Saturday, August 24, 2013

AWS Cloud Error Logging: EC2 instances, S3, DynamoDB, Alerts

In the past I have written generic error handlers that log errors by writing out the error stack trace and messages to a format that is more easy to review later than typical log file, and attach application specific data. The problem I have with standard files is the time it takes to parse through them to find a particular error, and the lack of application specific data that helps quickly replay and troubleshoot the error. There may be additional overhead in more specific logging but it it helps me eliminate the errors more quickly then the number of errors remains small.

Now I'm attempting to pass these errors asynchronously through an AWS SQS queue over to S3 and/or DynamoDB so the error logging doesn't tie up the system, the logs are separated from my EC2 instances in case one dies, logs are consolidated, and I can find a ways to optimize costs by reviewing usage stats and fixing errors that might use extraneous resources quickly. It is definitely scalable and the queue will store the messages for up to 4 days. I am not in a hurry to get the errors to the log store so they can sit in the queue for a while.  I can also hook up alerts using SQS, SES or SNS services from AWS depending on which is most appropriate for the case that my error logging is going berserk due to some system problem and catch it right away to minimize impact.

A Java program will throw different types of errors as explained in the article below, plus every other different type of standard and custom exception a programmer might throw, so code will need to deal with each of those types of errors appropriately. Basically I cast them all to throwables for my purposes, get the error message, stack, root cause error message and stack trace and store it all in a file with the information around that exception that helps me troubleshoot.

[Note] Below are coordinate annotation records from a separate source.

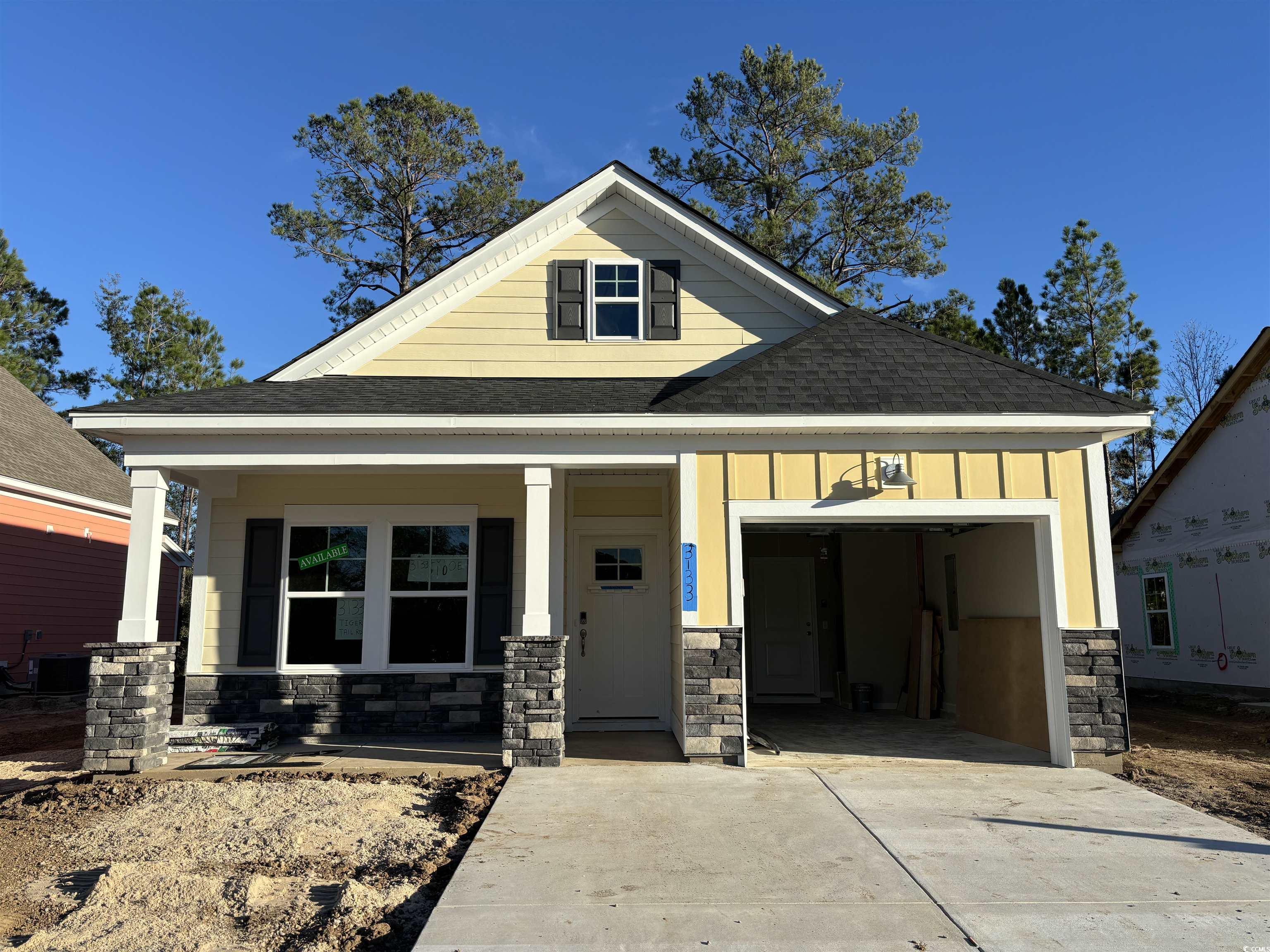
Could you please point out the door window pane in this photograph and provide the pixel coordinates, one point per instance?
(325, 631)
(428, 631)
(312, 566)
(619, 565)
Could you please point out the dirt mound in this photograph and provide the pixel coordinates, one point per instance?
(268, 861)
(1206, 752)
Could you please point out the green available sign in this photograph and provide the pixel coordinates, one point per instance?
(324, 557)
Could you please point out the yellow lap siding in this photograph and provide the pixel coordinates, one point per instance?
(711, 540)
(266, 497)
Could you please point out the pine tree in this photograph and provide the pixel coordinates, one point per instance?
(778, 163)
(1015, 327)
(163, 346)
(406, 186)
(1086, 300)
(1137, 376)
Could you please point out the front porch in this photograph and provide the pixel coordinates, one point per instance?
(445, 603)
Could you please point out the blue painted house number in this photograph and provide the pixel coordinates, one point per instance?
(689, 584)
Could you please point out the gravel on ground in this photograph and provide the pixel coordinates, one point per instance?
(267, 861)
(1210, 753)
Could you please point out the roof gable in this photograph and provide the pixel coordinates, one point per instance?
(859, 362)
(38, 447)
(563, 216)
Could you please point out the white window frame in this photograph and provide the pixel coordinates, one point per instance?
(1167, 611)
(379, 521)
(592, 300)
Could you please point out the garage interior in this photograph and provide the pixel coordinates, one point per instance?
(832, 607)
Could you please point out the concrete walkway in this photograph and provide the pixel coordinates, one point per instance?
(896, 856)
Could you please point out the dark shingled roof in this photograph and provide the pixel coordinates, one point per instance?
(857, 362)
(851, 364)
(336, 395)
(37, 446)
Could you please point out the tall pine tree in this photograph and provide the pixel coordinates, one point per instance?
(163, 346)
(1086, 302)
(30, 318)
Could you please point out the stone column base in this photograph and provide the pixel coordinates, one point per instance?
(129, 705)
(1096, 707)
(534, 701)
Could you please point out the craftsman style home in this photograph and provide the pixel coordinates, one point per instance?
(618, 471)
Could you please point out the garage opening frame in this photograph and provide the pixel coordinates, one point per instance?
(1043, 514)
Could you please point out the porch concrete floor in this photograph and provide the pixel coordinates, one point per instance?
(812, 734)
(616, 748)
(1023, 856)
(402, 756)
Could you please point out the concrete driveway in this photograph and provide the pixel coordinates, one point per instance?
(896, 856)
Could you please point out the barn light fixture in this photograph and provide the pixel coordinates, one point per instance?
(893, 475)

http://www.javaworld.com/jw-07-1998/jw-07-exceptions.html

Wondering the implications of storing individual errors vs dumping all the errors to one file and also using DynamoDB vs. S3. In the case of errors you may want to further extend your basic error to have additional information depending on what type of error it is. That means it doesn't fit exactly nicely into a single type of record because different parts of the system may log different information with each error. There are many alternatives but for my first cut I'm going to log the unstructured error information to a file and then explore logging a record in DynamoDB with error message, file name, timestamp, ID later for use with a user interface that can pull up the file from S3 if needed. At this time can probably live without the UI.